I love cooking, design, blue and white china, gardening and walking down our country road (not running mind you). I love my family and love feeding them. These aren't unique qualities by any stretch, but my great-grandmother, Eugenia Tate Granade, loved all these things too. These exact same things.
I'm her seed corn. Though I never knew her, my affinity for birds, love of country, bucolic landscapes, admiration for pansies and violas and nandina berries and walks in the country are directly from her. Big Napp has always told me I reminded him of his mama - one of my highest complements and honors.

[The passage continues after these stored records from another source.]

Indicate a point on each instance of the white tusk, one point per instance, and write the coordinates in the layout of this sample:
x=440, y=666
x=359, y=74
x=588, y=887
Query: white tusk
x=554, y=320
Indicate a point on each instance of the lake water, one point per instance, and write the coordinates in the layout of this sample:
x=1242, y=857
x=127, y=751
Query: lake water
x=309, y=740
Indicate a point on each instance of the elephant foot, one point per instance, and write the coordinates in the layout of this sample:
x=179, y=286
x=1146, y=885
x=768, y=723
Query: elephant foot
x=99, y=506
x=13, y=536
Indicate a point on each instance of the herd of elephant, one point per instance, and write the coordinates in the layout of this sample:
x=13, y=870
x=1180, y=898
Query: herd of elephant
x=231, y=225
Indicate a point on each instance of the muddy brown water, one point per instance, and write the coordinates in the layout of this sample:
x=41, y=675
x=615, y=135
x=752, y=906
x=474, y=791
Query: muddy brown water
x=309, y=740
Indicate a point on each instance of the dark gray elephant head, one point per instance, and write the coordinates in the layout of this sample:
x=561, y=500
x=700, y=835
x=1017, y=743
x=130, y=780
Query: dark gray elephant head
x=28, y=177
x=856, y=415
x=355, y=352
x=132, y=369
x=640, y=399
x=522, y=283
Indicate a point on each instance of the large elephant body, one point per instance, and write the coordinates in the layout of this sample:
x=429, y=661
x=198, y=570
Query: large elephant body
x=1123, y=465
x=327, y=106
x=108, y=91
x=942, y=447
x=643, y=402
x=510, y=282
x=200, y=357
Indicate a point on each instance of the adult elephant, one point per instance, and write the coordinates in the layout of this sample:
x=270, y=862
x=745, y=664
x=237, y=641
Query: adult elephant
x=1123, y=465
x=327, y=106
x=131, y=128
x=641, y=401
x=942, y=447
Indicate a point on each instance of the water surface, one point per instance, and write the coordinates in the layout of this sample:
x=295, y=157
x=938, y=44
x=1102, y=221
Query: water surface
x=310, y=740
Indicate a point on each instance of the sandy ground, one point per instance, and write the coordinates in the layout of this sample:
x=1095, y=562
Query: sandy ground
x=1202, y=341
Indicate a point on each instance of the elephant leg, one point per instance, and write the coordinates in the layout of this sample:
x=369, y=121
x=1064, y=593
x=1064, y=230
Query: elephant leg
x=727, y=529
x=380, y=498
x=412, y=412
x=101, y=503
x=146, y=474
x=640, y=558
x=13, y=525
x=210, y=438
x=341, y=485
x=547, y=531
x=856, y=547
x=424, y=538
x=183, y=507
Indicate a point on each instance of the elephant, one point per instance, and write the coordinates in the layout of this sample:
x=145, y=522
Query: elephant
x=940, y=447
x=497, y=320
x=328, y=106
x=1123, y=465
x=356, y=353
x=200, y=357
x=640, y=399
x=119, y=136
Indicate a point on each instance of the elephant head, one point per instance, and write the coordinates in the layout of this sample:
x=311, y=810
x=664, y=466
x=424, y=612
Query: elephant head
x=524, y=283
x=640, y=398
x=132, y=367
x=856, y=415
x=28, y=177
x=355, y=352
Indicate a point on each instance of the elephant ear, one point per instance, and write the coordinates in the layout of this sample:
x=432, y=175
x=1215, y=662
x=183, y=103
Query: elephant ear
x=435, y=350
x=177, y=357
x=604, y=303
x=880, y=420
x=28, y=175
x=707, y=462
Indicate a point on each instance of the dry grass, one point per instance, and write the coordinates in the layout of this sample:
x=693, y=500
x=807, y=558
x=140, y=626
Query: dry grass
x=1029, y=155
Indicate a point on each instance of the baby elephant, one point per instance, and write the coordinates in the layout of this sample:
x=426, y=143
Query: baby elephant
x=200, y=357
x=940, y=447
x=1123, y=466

Mrs. Genie Granade is my great-grandmother of mention while Jeanie Granade Farmer was my mother - a little more seed corn for y'all. Mrs. Genie loved writing too - and was a stickler for grammar. I get that from her too. Mrs. Genie would quickly correct anyone out of love, for she loved the King's English and her students too much to speak incorrectly. She believed as I do that it is absolutely and perfectly wonderful to be from towns like Leroy or Perry or Hawkinsville - just don't give those towns a bad reputation with your speech! I've terrified too many friends with grammatical corrections. I'm not a grammar saint by any measure, but I do believe that folks do not know they're using the pronoun "I" incorrectly - it's a rampant epidemic!!! Another post for another time y'all.
Mrs. Genie walked everyday from her small farmhouse to the Leroy post office. She also drank one small "co-cola" everyday too. This several mile walk was her exercise, and she tread this path nearly year round and well into her twilight years. Akin to Miss Elizabeth Bennett's belief in the nobility of walking the English countryside, Mrs. Genie's jaunts to the post office were parallel in her belief too that these walks were enlightening, dignified and superb for one's mental and physical well being.
Now, as Farmdale Cottage is taking shape, I'm seeing the roofline come to life and can't help but be reminded of the Leroy post office. Maybe this seed corn has indeed sprouted up like his great-grandmother in a landscape he loves and surrounded by family too. And maybe, just maybe, if I look down my country road with hope and whimsy and nostalgia, I might see Mrs. Genie walking towards Farmdale. I'll have a "co-cola" in a small glass bottle awaiting her.